Economic recovery strategies must prioritise employment and innovation in Europe as much as underpin the transformation to carbon neutrality and digital society. We are grateful for measures enacted in member states and at the EU level, comprising flexible state aid rules, tax breaks, investment guarantees, loans and other measures. Now, governments must coordinate their plans, to allow the synchronised restart of production and logistics across borders in a safe, timely and smooth manner.
In addition, it will be essential to support the recovery with immediate, targeted measures to trigger demand, such as tax reductions or other purchase incentives as well as stimulus through public procurement.
Purchase incentives would help to bring back capacity utilisation quickly and therefore, safeguard jobs and investment capacity.
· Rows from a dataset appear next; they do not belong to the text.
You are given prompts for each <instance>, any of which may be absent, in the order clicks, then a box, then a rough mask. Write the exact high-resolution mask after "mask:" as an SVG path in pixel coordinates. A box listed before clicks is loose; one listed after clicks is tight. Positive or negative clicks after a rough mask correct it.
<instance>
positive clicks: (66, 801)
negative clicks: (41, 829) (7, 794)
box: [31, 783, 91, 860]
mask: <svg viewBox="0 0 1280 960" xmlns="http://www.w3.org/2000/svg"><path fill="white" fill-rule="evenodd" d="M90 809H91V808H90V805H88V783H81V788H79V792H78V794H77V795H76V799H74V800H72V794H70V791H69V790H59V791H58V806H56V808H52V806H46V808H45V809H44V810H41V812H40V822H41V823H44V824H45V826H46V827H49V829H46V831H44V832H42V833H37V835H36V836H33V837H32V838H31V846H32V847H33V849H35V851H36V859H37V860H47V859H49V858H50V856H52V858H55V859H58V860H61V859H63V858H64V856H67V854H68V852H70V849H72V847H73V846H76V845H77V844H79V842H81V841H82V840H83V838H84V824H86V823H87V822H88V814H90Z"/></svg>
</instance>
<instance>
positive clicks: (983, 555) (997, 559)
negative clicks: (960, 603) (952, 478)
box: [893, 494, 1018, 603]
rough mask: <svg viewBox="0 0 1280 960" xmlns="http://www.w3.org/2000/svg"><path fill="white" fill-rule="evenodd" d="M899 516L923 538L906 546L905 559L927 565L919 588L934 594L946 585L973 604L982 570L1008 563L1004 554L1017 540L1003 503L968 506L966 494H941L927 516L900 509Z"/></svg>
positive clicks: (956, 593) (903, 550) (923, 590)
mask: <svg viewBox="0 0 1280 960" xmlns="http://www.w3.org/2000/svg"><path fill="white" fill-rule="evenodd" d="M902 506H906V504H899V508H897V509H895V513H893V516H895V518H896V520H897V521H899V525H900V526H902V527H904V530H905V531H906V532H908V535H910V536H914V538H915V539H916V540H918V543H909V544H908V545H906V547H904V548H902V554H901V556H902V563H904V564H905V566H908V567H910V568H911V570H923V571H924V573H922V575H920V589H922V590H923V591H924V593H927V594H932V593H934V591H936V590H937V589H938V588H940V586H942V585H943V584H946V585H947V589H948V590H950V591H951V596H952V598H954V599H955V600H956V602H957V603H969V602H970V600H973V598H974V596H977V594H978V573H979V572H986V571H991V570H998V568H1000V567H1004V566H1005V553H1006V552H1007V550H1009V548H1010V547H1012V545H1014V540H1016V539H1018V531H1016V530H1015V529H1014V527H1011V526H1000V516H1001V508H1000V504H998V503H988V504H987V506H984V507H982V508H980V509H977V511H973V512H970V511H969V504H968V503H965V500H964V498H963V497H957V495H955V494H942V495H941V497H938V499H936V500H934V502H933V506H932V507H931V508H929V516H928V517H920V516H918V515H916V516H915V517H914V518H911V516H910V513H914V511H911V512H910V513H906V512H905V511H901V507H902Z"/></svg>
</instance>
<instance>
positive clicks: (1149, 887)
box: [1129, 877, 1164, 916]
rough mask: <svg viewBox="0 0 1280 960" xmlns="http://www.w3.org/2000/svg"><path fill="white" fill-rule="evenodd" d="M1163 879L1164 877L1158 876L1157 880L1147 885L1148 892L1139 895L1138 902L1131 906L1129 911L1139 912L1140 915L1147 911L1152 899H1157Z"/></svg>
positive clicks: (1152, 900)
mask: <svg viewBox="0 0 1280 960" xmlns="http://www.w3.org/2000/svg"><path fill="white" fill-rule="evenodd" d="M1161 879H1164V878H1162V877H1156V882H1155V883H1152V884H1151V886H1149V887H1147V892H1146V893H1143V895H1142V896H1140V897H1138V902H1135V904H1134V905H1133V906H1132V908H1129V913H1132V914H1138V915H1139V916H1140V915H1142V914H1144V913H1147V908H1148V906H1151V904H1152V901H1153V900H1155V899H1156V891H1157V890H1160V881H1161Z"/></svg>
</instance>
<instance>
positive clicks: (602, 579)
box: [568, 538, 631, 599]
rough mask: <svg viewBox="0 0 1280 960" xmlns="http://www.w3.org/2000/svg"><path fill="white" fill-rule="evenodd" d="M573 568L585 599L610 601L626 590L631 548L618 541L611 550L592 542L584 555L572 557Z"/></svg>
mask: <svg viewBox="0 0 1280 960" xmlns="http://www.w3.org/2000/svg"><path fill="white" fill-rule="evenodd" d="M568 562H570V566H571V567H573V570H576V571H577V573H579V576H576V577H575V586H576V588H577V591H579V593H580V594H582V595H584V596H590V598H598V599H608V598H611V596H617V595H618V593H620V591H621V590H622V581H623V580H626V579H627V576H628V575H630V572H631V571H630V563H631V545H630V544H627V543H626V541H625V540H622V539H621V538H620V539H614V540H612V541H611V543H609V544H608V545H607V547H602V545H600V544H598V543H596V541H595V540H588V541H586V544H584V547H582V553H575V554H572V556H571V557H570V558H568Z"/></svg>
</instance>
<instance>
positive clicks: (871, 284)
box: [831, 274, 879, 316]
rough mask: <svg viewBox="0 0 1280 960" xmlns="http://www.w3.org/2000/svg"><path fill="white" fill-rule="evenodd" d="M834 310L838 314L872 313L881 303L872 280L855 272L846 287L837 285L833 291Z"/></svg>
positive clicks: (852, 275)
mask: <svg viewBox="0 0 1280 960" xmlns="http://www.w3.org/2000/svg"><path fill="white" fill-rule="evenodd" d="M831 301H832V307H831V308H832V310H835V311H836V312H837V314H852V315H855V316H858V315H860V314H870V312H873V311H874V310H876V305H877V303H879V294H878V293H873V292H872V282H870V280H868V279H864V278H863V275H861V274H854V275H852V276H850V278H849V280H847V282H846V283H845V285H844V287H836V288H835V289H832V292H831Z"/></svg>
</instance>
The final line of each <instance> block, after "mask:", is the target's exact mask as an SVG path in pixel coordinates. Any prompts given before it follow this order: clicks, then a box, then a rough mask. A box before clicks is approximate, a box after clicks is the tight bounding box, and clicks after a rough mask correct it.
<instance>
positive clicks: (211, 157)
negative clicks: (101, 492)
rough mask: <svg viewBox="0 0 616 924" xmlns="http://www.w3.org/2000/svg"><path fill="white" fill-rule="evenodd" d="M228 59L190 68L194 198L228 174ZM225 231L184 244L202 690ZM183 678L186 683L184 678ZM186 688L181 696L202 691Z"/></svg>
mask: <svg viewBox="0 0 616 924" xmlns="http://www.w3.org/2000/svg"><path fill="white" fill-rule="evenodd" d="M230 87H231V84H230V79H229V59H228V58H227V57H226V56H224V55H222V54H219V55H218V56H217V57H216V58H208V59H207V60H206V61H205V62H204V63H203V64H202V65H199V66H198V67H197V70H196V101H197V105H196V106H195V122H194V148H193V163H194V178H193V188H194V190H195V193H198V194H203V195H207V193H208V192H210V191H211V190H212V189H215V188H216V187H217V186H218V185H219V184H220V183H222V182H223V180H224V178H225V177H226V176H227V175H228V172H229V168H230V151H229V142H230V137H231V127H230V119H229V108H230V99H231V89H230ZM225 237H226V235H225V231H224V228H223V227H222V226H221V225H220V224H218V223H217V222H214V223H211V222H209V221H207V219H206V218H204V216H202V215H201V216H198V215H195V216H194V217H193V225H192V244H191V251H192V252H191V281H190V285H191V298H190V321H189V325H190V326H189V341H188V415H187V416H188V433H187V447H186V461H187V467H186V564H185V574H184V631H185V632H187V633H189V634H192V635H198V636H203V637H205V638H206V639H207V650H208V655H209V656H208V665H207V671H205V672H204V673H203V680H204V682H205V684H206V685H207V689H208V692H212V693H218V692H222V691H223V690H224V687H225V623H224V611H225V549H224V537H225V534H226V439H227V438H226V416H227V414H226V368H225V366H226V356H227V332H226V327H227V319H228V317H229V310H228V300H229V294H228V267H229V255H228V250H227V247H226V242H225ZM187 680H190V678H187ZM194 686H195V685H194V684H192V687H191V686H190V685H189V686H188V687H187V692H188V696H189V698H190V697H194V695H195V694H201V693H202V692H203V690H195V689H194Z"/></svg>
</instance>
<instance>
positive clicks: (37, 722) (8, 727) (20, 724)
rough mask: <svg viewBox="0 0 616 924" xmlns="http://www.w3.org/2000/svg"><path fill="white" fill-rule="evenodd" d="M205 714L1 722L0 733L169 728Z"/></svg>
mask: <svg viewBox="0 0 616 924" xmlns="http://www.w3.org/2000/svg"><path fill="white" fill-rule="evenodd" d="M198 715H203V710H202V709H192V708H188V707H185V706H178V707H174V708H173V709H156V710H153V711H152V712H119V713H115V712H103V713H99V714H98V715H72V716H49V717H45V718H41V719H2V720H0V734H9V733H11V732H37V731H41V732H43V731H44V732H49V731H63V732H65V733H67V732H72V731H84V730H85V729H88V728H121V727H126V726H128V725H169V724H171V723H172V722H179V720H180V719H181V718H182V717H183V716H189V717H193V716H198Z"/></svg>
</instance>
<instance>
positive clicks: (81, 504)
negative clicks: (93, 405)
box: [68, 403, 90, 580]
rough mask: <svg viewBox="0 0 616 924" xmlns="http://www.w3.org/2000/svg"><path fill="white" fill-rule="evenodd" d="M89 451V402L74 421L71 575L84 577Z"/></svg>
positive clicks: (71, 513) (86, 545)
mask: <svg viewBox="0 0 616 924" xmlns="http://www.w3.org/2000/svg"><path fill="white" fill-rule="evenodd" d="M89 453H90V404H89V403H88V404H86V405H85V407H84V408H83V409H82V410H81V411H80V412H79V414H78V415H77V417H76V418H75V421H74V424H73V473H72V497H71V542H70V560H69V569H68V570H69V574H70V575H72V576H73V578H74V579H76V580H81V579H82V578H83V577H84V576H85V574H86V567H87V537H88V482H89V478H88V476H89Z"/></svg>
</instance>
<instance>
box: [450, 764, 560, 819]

Such measures will be specifically effective in the automotive industry, which can act as an engine of economic recovery thanks to its vast and complex supply chain, significant employment impact and immediate knock-on effect on other sectors of the economy.
The increased uptake of latest-state technologies will also push the decarbonisation and digitalisation of society as well as contribute positively to reducing casualties on the roads. To yield most effect, incentives should be based on similar criteria across Europe. Their scope should be broad, apply to all classes of vehicles, be technology neutral and differentiate progressively for those vehicles with the latest safety and environmental technologies.
In parallel, the EU should fully leverage all instruments at its disposal to support research and innovation. This includes the EU budget, public procurement and financial support from the EIB.”